In the second stage, the NRDEA model includes M desirable outputs (here: goods received and goods forwarded) \(y = \left( {y_{1} , \ldots ,y_{MK} } \right)\) and J undesirable outputs (here: total energy consumed per ton of volume throughput)\(u = \left( {u_{1} , \ldots ,u_{JK} } \right)\) of the first stage, representing desirable and undesirable inputs of the second stage (i.e., intermediate measures), and I desirable outputs (here: total number of vehicles/trucks) \(z = \left( {z_{1} , \ldots ,z_{IK} } \right)\) and T undesirable outputs (here: total emissions produced per year) \(v = \left( {v_{1} , \ldots ,v_{TK} } \right)\) of the second stage.

$$\theta_{k}^{{{\text{centralized\_2}}}} = min W_{m} \frac{1}{M}\mathop \sum \limits_{m = 1}^{M} \theta_{n}^{2} + W_{j} \frac{1}{J}\mathop \sum \limits_{j = 1}^{J} \theta_{j}^{2} + W_{t} \frac{1}{T}\mathop \sum \limits_{t = 1}^{T} \theta_{t}^{2}$$
(44)

subject to:

$$\mathop \sum \limits_{k = 1}^{K} \lambda_{k} y_{mk}^{1} \le \theta_{n}^{2} y_{m1}^{1} \;\quad m = 1,..,M.$$
(45)
$$\mathop \sum \limits_{k = 1}^{K} \lambda_{k} u_{jk}^{1} \le \theta_{j}^{2} u_{j1}^{1} \;\quad j = 1,..,J.$$
(46)
$$\mathop \sum \limits_{k = 1}^{K} \lambda_{k} z_{ik}^{2} \ge z_{i1}^{2} \;\quad k = 1,..,K.$$
(47)
$$\mathop \sum \limits_{k = 1}^{K} \lambda_{k} v_{tk}^{2} = \theta_{t}^{2} v_{t1}^{2} \;\quad t = 1,..,T.$$
(48)
$$\lambda_{k} \ge 0\;\quad k = 1,..,K.$$
(49)
$$\theta_{k}^{2} \le 1$$
(50)
$$\sum W_{m} + W_{t} + W_{j} = 1.$$
(51)

The proposed two-stage NRDEA model allows the inefficiency of individual DMUs in each of the two stages to be determined, but it’s also possible to evaluate the entire process. The two-stage NRDEA model proportionally and simultaneously reduces the number of desirable and undesirable inputs to the first stage, which in turn are desirable and undesirable inputs to the second stage (i.e., intermediate measures), and the undesirable outputs to the second stage as much as possible for the given level of desirable outputs. The efficiency score of each stage (i.e., EE of sea-side and EE of port-side), i.e., \(\theta_{k}^{{{\text{centralized\_1}}}}\) and \(\theta_{k}^{{{\text{centralized\_2}}}}\), and the total efficiency score, denoted as \(\theta_{k}^{centralized}\), can be in the interval between 0 and 1. A DMU with efficiency score equal to 1 is an efficient DMU. A DMU with an efficiency score closer to 1 has better efficiency and can reduce more desirable inputs, intermediate measures, and undesirable outputs. Moreover, the efficiency score can be determined and regulated by applying certain weights (\(W_{n}\), \(W_{l}\), \(W_{j} , W_{m}\), \(W_{t}\)) associated with each of the efficiency scores (\(\theta_{n}\), \(\theta_{l}\), \(\theta_{j} , \theta_{m}\), \(\theta_{t}\)). In the two-stage NRDEA model, the sum of the weights should be 1 (i.e., \(\sum W = 1)\).

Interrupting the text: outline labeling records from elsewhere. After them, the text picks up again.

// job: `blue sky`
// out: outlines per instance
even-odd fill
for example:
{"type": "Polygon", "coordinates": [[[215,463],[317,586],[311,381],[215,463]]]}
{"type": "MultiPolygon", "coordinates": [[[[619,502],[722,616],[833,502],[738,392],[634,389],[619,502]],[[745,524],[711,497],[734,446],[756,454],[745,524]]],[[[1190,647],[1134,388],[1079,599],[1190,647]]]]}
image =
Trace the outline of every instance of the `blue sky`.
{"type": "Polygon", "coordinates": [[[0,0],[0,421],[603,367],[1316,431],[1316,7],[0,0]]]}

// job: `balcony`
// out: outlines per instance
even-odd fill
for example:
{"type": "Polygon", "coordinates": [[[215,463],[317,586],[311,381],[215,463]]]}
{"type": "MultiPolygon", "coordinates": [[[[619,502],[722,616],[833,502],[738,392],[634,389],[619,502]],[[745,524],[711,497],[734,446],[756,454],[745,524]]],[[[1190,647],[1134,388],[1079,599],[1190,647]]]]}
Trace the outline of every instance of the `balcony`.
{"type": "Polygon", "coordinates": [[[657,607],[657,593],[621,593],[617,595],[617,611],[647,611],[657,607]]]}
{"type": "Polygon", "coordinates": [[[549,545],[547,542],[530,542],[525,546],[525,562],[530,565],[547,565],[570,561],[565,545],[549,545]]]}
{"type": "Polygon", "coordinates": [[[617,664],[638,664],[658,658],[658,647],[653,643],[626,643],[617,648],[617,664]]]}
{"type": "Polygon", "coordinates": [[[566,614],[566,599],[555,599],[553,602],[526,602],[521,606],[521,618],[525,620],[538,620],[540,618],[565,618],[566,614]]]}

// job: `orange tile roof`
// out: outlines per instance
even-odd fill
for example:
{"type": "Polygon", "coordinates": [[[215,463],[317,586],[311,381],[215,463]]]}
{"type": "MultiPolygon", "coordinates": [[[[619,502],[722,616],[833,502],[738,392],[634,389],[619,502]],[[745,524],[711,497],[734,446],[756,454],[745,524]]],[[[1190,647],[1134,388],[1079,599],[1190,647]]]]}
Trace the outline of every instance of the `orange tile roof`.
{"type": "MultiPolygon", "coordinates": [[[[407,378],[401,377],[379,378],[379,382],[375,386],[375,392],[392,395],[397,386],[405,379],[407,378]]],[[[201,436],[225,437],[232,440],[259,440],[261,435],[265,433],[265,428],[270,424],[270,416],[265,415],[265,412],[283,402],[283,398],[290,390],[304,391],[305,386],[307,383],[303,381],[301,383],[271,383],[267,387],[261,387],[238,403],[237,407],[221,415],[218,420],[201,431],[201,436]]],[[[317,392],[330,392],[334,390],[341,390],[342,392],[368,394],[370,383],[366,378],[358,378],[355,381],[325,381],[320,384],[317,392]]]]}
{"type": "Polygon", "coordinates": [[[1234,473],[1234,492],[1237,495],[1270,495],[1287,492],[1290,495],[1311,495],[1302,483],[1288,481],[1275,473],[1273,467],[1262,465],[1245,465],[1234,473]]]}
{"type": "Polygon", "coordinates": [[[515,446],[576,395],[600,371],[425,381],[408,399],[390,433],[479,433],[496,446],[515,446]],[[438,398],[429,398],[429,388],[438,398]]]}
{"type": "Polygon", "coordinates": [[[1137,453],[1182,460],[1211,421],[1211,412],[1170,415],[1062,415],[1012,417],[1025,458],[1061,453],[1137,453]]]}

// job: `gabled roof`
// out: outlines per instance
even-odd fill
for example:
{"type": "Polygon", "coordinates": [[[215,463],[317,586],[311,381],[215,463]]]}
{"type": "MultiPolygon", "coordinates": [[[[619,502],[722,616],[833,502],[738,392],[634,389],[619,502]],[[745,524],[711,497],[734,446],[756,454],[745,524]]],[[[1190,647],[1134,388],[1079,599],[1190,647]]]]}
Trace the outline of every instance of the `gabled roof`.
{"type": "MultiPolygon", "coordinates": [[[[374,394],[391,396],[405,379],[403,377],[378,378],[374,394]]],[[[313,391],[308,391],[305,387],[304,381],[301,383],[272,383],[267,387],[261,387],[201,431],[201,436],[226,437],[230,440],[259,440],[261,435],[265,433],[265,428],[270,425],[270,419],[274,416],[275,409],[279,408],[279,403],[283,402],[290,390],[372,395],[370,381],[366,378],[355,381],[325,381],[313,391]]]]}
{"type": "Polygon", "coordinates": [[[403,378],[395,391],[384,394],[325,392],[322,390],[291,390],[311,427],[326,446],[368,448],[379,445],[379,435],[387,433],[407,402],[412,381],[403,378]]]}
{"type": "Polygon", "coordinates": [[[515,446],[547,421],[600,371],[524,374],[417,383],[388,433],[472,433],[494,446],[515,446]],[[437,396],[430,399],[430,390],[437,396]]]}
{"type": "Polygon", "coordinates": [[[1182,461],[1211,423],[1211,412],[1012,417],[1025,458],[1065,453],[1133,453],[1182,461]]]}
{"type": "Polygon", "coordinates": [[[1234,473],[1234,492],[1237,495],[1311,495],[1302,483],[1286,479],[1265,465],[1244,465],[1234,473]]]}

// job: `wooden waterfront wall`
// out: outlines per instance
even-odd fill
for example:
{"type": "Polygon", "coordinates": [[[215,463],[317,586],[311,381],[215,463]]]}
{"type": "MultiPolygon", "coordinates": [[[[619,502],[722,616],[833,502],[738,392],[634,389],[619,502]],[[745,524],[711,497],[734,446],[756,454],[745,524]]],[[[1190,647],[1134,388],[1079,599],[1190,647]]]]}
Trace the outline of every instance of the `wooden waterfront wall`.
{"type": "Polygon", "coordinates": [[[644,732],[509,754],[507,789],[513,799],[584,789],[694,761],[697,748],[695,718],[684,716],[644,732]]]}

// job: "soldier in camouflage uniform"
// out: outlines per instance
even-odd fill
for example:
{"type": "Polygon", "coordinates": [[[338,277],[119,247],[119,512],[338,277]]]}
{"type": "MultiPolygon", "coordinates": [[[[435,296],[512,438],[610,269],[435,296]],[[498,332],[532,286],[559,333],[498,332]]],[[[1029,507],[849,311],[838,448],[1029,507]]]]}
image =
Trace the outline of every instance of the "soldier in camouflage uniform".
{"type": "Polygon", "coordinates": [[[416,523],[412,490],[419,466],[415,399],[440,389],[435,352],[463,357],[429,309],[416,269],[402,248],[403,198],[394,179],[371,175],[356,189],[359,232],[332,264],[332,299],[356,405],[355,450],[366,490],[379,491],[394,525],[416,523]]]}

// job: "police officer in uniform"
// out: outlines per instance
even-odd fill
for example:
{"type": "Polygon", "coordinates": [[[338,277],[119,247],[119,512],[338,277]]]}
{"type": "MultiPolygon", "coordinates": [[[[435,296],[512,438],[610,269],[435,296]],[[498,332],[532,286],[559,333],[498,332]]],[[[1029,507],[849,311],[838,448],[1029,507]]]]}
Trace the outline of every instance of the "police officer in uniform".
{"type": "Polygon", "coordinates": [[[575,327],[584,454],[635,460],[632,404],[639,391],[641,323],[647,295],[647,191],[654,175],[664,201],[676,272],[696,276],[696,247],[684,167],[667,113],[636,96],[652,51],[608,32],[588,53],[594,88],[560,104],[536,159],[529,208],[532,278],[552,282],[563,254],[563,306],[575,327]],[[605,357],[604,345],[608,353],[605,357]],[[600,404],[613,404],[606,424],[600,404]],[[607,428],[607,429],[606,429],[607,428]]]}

The main advantage of the two-stage NRDEA model is its stronger discriminatory power, which is achieved by the weights of the decision makers and the efficiency scores assigned to the desirable and undesirable inputs, intermediate actions, and outputs. The decision maker weights can be used to determine the priority and degree of desirability of adjustments to the desired and undesired inputs, intermediate actions, and outputs. Because of these advantages, the ranking of DMUs is better recognized, so we don’t need additional ranking methods.

3.4 Case study selection

The ports of Dublin and Koper were selected as case studies. The EE was conducted for these ports for several reasons. The first reason for these ports is that homogeneous data available for all inputs and outputs. Another reason is the argument made in (Chang, 2013) about the characteristics that compared ports should have, and these two ports are quite heterogeneous in terms of handling similar types of cargo. Other reasons for selecting these ports are related to their environmental status, strategies, and concerns.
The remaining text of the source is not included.